Started working with Microsoft in 2014. A little after that, they got brought in to work on HoloLens. VR is fully immersive computer strapped to your face. Mixed reality is overlaying the world with additional information. AR is mixed reality light.
Less than 1/2 of a percent of all data is ever used or analyzed. One thing we can do with the data. HoloLens adds another dimension to data. Lots of examples of holograms in films and popular culture.
Holograms are simpler than VR in some ways because you don’t have to represent to other people in the space. It can be very natural.
Bunch of examples pulled from work they did for the PGA Tour/Real Madrid. Bunch of data layers displayed on the surface. Data on a hologram, synchronized with the real world.

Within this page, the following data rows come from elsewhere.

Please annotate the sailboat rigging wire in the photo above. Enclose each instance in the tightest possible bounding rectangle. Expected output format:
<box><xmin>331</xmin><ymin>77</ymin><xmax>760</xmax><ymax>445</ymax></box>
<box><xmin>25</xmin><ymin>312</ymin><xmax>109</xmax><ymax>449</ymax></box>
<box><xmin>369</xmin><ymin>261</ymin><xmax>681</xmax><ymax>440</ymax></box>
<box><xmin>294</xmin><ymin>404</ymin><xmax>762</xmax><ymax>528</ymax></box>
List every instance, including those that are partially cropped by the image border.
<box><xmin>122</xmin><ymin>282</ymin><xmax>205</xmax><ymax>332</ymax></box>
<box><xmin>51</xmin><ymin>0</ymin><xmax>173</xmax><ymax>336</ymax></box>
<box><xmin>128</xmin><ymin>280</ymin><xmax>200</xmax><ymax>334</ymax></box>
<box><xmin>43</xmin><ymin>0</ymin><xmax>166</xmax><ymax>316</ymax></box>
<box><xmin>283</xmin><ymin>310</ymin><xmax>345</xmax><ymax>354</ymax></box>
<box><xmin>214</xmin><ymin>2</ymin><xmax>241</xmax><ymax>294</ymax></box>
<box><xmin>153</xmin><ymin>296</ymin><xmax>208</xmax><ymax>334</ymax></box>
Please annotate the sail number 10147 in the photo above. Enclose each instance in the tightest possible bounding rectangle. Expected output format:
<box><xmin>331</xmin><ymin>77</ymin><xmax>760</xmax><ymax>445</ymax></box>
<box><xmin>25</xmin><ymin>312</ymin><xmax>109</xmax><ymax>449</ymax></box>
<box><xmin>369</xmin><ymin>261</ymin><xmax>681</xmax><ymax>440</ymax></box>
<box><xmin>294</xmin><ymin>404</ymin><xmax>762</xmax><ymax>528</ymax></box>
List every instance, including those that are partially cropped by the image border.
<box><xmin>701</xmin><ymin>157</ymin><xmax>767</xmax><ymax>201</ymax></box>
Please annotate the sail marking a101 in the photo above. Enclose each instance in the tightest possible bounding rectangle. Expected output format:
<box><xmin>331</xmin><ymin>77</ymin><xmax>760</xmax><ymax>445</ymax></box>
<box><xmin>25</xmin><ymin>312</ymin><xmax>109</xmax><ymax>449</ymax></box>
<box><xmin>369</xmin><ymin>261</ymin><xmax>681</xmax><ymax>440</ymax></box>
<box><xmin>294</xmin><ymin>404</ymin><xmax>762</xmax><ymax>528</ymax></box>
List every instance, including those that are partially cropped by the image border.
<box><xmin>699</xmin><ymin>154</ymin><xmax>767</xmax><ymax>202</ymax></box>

5 different layers in holomaps. Bing, Esri, VirtualEarth, Mapbox. They have the ability to bring in a bunch of models/map formats (if it can be read by unity). They can add a lot of custom overlays to the maps too.
They use Unity (OBJ and FBX formats) to render the data. Sounds like they do some of this on the fly.
Lots going on here, gotta get them back for a demo!
Kellen
Machine Learning application with a geo component. Utilize data (sat and survey data) to apply deep learning techniques.
Accurate data in developing countries is very scarce. So there’s not a lot of data. Which hinders our ability to study those areas and help people.
There’s a novel m/l technique that extracts economic data from satellite imagery. The approach was validated on 5 countries for which there are georeferenced survey data.
Satellite data is very unstructured, but you can collect it from space, and it can be really high resolution. Our application has a very small labeled dataset (imagery with survey data).
Transfer learning is a technique that takes an existing model (trained on some detailed and rich data set). These models have already been trained. So you can get it. See ImageNet. Keras is deep learning library.
The data in ImageNet is all object centric. So the model is better at objects than satellite imagery.
Our data. Night (NOAA) and day (Google) satellite imagery for Rwanda. Then we have survey data from an international org (DHS).
There’s a bit of correlation between wealth and night lights but night lights definitely are not enough to predict wealth. Add in daylight and results get better.